Alacakların Zekâtı
8. Alacakların Zekâtı
688. Saib b. Yezid'den: Osman b. Affan şöyle derdi:
« işte bu zekâtınızı verme ayıdır. Kimin borcu varsa alacaklısına ödesin. Böylece tahsil etmiş olduğunuz alacaklarınızın zekâtını verebilirsiniz.» Şeybanî, 323.Hanefî Mezhebine göre, borcu olan önce bu borcu öder, nisap miktarı malı kalırsa, zekât yükümlüsü olur
689. Eyyüp b. Ebi Temime es-Sahtiyanî'den: Ömer b. Abdülaziz, valilerinden birinin halktan zorla zekât alması üzerine ona aldığını sahiplerine geri vermesini, malların geçmiş senelerdeki zekâtlarının da alınmasını yazmıştı. Daha sonra ikinci bir fermanla onlardan sadece son senenin zekâtının alınmasını istedi. Çünkü geçmiş senelere ait mallarına tamamen sahip değillerdi.

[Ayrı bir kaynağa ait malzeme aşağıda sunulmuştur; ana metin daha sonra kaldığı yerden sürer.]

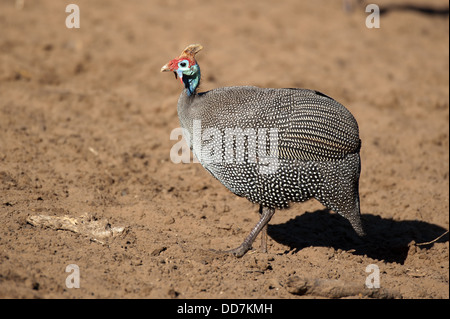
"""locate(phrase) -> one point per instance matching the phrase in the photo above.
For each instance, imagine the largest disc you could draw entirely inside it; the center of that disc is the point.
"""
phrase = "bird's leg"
(263, 233)
(266, 215)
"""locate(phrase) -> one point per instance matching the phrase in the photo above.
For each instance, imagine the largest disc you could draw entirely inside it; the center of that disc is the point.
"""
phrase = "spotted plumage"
(272, 146)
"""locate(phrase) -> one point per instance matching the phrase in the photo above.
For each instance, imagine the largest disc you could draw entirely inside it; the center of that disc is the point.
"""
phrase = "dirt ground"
(85, 124)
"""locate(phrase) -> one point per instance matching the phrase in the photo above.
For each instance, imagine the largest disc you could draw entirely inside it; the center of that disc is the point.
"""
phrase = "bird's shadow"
(385, 239)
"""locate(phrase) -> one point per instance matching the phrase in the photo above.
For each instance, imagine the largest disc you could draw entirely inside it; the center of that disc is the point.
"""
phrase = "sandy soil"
(85, 123)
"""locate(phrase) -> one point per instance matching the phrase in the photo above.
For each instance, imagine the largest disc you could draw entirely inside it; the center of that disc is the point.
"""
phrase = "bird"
(273, 146)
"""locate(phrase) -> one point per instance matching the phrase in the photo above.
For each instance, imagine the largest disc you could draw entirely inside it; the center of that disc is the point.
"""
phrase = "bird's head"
(186, 68)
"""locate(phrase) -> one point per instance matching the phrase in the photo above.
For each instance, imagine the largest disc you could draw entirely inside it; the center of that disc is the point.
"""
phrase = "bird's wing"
(319, 128)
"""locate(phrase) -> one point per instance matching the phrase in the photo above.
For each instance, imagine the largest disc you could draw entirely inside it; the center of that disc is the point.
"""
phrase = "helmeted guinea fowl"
(272, 146)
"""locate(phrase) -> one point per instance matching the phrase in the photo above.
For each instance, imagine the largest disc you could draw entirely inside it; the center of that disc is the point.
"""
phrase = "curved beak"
(166, 67)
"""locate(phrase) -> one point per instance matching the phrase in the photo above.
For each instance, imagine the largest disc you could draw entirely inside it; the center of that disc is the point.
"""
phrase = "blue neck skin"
(191, 79)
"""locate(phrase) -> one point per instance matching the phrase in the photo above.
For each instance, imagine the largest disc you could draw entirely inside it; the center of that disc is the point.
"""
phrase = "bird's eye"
(183, 64)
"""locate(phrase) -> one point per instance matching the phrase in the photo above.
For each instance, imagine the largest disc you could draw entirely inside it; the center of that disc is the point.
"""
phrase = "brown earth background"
(85, 123)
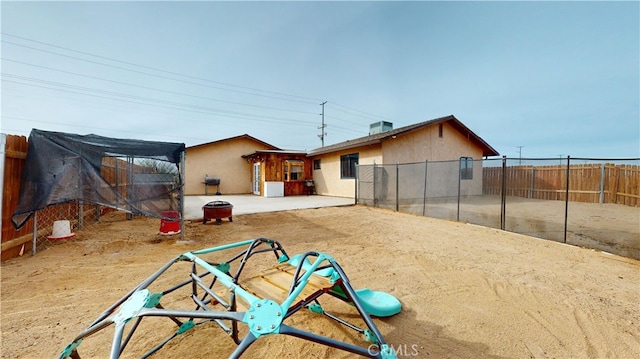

690. «Yezid b. Husayfe der ki: Süleyman b. Yesar'a: «Bir malı olan fakat o malı kadar da borcu olan bir kimseye zekât düşer mi?» diye sordum. «Hayır!» cevabını verdi. Hanefi Mezhebine göre de bu kişi zekât yükümlüsü olmaz.
691. Alacağın zekâtı konusunda İmâm-ı Mâlik şöyle der: Biz Medine'liler arasında ittifakla kabul edildiğine göre, alacaklı, malı eline geçtikten sonra zekâtını verir. Eğer borçlu, senelerce bunu vermez de bilâhare verirse, alacaklı malını alır almaz tek bir senelik zekât verir. Şayet aldığı nisaba ulaşmayacak kadar az bir şeyse zekât düşmez. Alacaklının aldığından başka kendi malı da varsa ve borçlusundan aldığı ile kendi malı nisaba ulaşıyorsa o zaman zekâtını verir.
İmâm-ı Mâlik'den: Borçludan aldığından başka matı yoksa, bu da nisaba ulaşmamışsa zekât vermez. Ancak borçlusundan peyderpey aldıklarının miktarını tesbit eder, aldıklarının toplamı nisabı bulunca zekâtını verir.
İmâm-ı Mâlik der ki: Alacaklı borçludan aldığını harcasın harcamasın aldıkları toplamı yirmi dinar (85 gr.) altın veya iki yüz dirhem (595 gr.) gümüş bedeline ulaşırsa zekâtını vermesi icap eder. Bundan sonra aldıkları az olsun çok olsun hesap ederek zekatını vermesi gerekir.
İmâm-ı Mâlik'den: Başkasında alacak olarak duran bir malın seneler sonra alınmasıyla sadece bir senelik zekâtının verilmesine şöyle bir delil getirebiliriz:
Bir adamın yanındaki bir eşya ticaret için senelerce beklese ve sonunda da satılsa, satış üzerinden sadece bir yıllık zekâtı verilir. Borçlu olan veya eşyası olan bir kimse bu borcunun ve eşyasının zekâtını başka bir malıyla ödeyemez, her şeyin zekâtı kendisinden ödenir, bir şeyin zekâtı başka bir şeyle ödenmez.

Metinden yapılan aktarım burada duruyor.